Element has been involved in the production and distribution of more than 30 feature films. Current and upcoming Element productions include Yorgos Lanthimos’ first English-language film, “The Lobster,” starting Colin Farrell, Rachel Weisz, John C. Reilly, Lea Seydoux and Ben Whishaw, “Room,” an adaptation of Emma Donoghue’s novel, directed by Lenny Abrahamson and starring Brie Larson, Joan Allen and William H. Macy, Gerard Barrett’s “Glassland,” starring Jack Reynor, Toni Colette and Will Poulter, and Jerzy Skolimowski’s “11 Minutes.”

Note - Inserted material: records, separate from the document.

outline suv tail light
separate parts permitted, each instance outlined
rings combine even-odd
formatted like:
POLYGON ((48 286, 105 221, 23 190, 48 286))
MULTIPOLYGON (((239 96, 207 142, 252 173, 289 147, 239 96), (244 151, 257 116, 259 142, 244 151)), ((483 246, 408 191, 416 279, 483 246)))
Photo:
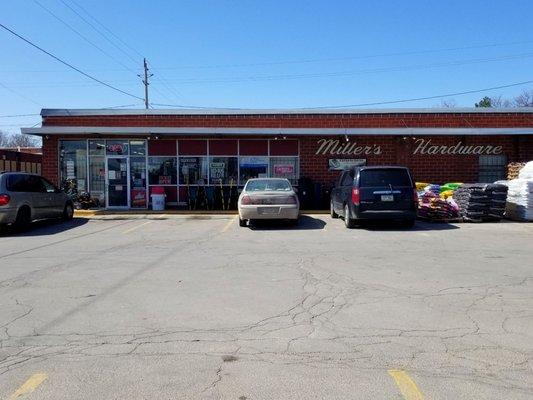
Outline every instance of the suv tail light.
POLYGON ((286 204, 296 204, 296 196, 287 196, 286 204))
POLYGON ((8 194, 0 194, 0 206, 6 206, 9 204, 11 197, 8 194))
POLYGON ((359 194, 359 189, 353 188, 352 189, 352 203, 358 206, 360 202, 361 202, 361 195, 359 194))

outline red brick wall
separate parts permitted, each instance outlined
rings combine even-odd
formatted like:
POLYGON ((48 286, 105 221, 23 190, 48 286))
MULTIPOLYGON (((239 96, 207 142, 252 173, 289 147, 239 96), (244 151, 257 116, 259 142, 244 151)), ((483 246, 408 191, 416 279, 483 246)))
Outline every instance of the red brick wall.
MULTIPOLYGON (((386 113, 386 114, 276 114, 276 115, 116 115, 46 117, 43 126, 129 127, 240 127, 240 128, 533 128, 533 113, 386 113)), ((168 137, 176 139, 177 137, 168 137)), ((228 138, 230 138, 228 136, 228 138)), ((317 137, 301 137, 300 176, 329 183, 338 172, 328 171, 328 158, 316 156, 317 137)), ((167 138, 166 138, 167 139, 167 138)), ((428 139, 428 138, 426 138, 428 139)), ((406 165, 417 180, 472 182, 478 176, 478 156, 415 155, 413 139, 397 136, 351 137, 362 146, 379 145, 380 155, 344 156, 366 158, 369 165, 406 165)), ((533 135, 527 136, 435 136, 433 144, 499 145, 508 161, 533 160, 533 135)), ((169 142, 173 142, 170 141, 169 142)), ((175 151, 175 150, 174 150, 175 151)), ((57 138, 43 140, 43 175, 57 183, 57 138)))
POLYGON ((103 115, 45 117, 43 126, 227 128, 533 127, 533 113, 386 113, 256 115, 103 115))
POLYGON ((48 139, 43 138, 43 165, 41 175, 54 184, 59 184, 58 170, 58 138, 50 136, 48 139))

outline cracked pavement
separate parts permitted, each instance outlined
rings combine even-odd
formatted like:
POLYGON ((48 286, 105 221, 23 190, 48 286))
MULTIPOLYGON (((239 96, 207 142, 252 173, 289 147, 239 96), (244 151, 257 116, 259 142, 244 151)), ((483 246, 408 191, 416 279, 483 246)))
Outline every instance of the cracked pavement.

Recently completed Element productions include Abrahamson’s “Frank,” starting Michael Fassbender, Maggie Gylenhaal and Domhnall Gleeson, which premiered at this year’s Sundance Film Festival; and Ken Loach’s “Jimmy’s Hall,” a co-production with Sixteen Films, which screened in competition at Cannes this year.

Other films include Abrahamson’s “What Richard Did,” starring Jack Reynor, which opened at the 2012 Toronto Film Festival, James Marsh’s “Shadow Dancer,” starring Clive Owen and Andrea Riseborough, Paolo Sorrentino’s “This Must Be The Place,” starring Sean Penn and Frances McDormand, and John Michael McDonagh’s “The Guard,” starring Brendan Gleeson and Don Cheadle, which is the most successful independent Irish film of all time.

Other credits include Ken Loach’s “The Wind That Shakes the Barley,” starring Cillian Murphy, which won the Palme d’Or at the 2006 Cannes Film Festival, and Peter Mullan’s “The Magdalene Sisters,” which won the Golden Lion at Venice in 2001.